Capítulo IV – Das responsabilidades

Artigo 11º
São deveres do psicopedagogo:
a) manter-se atualizado quanto aos conhecimentos científicos e técnicos que tratem da aprendizagem humana;
b) desenvolver e manter relações profissionais pautadas pelo respeito, pela atitude crítica e pela cooperação com outros profissionais;
c) assumir as responsabilidades para as quais esteja preparado e nos parâmetros da competência psicopedagógica;
d) colaborar com o progresso da Psicopedagogia;
e) responsabilizar-se pelas intervenções feitas, fornecer definição clara do seu parecer ao cliente e/ou aos seus responsáveis por meio de documento pertinente;
f) preservar a identidade do cliente nos relatos e discussões feitos a título de exemplos e estudos de casos;
g) manter o respeito e a dignidade na relação profissional para a harmonia da classe e a manutenção do conceito público.

Capítulo V – Dos instrumentos

Artigo 12º
São instrumentos da Psicopedagogia aqueles que servem ao seu objeto de estudo – a aprendizagem. Sua escolha decorrerá de formação profissional e competência técnica, sendo vetado o uso de procedimentos, técnicas e recursos não reconhecidos como psicopedagógicos.

Capítulo VI – Das publicações científicas

Artigo 13º
Na publicação de trabalhos científicos deverão ser observadas as seguintes normas:
a) as discordâncias ou críticas deverão ser dirigidas à matéria em discussão e não ao seu autor;
b) em pesquisa ou trabalho em colaboração, deverá ser dada igual ênfase aos autores e seguir normas científicas vigentes de publicação. Em nenhum caso o psicopedagogo se valerá da posição hierárquica para fazer publicar, em seu nome exclusivo, trabalhos executados sob sua orientação;
c) em todo trabalho científico devem ser indicadas as referências bibliográficas utilizadas, bem como esclarecidas as ideias, descobertas e as ilustrações extraídas de cada autor, de acordo com normas e técnicas científicas vigentes.

Capítulo VII – Da publicidade profissional

Artigo 14º
Ao promover publicamente a divulgação de seus serviços, deverá fazê- lo com exatidão e honestidade.

Capítulo VIII- Dos honorários

Artigo 15º
O psicopedagogo, ao fixar seus honorários, deverá considerar como parâmetros básicos as condições socioeconômicas da região, a natureza da assistência prestada e o tempo despendido.

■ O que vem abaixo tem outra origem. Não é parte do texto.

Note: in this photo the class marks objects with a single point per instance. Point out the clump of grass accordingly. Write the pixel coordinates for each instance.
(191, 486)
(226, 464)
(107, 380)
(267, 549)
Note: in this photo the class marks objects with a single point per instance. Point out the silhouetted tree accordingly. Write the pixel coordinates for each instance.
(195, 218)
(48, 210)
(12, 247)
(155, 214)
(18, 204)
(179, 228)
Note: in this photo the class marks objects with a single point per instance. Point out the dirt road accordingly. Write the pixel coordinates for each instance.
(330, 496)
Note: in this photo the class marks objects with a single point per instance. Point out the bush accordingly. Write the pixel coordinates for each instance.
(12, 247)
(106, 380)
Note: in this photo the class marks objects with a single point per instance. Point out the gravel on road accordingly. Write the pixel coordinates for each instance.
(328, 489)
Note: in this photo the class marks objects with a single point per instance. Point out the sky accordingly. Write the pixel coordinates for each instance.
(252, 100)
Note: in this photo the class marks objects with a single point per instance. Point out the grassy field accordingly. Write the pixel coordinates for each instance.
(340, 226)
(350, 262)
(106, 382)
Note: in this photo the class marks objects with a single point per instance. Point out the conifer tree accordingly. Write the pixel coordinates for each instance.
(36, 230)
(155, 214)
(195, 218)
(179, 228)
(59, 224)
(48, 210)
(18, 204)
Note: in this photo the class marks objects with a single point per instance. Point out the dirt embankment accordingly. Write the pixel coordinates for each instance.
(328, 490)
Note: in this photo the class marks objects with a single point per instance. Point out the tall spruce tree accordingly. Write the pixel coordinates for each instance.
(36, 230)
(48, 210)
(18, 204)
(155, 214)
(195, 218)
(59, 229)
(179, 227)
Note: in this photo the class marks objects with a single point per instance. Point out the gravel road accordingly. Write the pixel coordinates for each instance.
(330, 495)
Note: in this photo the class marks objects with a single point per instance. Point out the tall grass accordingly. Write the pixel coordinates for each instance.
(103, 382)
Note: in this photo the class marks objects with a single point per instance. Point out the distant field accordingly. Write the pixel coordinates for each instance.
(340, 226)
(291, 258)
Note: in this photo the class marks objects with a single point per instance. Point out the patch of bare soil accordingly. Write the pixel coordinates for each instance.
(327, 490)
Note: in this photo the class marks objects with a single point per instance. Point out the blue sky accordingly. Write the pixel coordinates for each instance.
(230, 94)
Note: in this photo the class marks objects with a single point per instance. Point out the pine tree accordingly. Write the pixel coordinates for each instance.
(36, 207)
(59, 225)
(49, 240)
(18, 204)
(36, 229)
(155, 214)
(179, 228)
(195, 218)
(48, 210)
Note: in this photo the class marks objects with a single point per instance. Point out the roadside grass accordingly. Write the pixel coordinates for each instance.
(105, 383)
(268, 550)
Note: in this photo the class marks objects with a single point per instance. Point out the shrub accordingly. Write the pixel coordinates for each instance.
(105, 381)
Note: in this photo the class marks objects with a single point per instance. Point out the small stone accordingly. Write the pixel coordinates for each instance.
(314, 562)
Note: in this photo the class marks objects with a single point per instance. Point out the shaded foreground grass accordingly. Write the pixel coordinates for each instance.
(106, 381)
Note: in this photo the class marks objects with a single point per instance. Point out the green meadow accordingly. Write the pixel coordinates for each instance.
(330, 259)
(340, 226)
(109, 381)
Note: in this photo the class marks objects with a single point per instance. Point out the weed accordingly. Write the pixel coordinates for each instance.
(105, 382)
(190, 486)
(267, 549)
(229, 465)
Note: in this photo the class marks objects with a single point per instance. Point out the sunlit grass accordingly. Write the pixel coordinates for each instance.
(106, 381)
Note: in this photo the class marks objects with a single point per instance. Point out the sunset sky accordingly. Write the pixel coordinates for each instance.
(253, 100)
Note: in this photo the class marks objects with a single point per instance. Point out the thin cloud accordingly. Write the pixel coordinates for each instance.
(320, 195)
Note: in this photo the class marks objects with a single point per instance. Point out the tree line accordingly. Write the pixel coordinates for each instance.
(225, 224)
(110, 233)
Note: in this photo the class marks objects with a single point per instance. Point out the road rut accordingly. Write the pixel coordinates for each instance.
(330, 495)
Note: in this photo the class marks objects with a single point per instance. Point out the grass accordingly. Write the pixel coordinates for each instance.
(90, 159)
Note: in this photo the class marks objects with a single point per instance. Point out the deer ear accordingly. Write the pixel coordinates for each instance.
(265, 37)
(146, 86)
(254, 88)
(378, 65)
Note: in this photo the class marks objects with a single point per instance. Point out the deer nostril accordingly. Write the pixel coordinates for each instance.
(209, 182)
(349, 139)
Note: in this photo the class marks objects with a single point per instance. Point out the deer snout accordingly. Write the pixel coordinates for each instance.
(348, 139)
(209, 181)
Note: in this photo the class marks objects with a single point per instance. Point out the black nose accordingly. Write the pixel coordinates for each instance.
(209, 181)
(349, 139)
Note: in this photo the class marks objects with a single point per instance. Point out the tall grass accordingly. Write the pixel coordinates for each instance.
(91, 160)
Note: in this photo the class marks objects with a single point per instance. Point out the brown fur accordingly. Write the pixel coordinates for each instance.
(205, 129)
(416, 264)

Capítulo IX – Da observância e cumprimento do Código de Ética

Artigo 16º
Cabe ao psicopedagogo cumprir este Código de Ética.
Parágrafo único - Constitui infração ética:
a) utilizar títulos acadêmicos e/ou de especialista que não possua;
b) permitir que pessoas não habilitadas realizem práticas psicopedagógicas;
c) fazer falsas declarações sobre quaisquer situações da prática psicopedagógica;
d) encaminhar ou desviar, por qualquer meio, cliente para si;
e) receber ou exigir remuneração, comissão ou vantagem por serviços psicopedagógicos que não tenha efetivamente realizado;
f) assinar qualquer procedimento psicopedagógico realizado por terceiros, ou solicitar que outros profissionais assinem seus procedimentos.

Artigo 17º
Cabe ao Conselho Nacional da ABPp zelar, orientar pela fiel observância dos princípios éticos da classe e advertir infrações se necessário.

Artigo 18º
O presente Código de Ética poderá ser alterado por proposta do Conselho Nacional da ABPp, devendo ser aprovado em Assembleia Geral.

Capítulo X – Das disposições gerais

Artigo 19º
O Código de Ética tem seu cumprimento recomendado pelos Conselhos Nacional e Estaduais da ABPp.
O presente Código de Ética foi elaborado pelo Conselho Nacional da ABPp do biênio 1991/1992, reformulado pelo Conselho Nacional do biênio 1995/1996, passa por nova reformulação feita pelas Comissões de Ética triênios 2008/2010 e 2011/2013, submetida para discussão e aprovado em Assembleia Geral em 05 de novembro de 2011.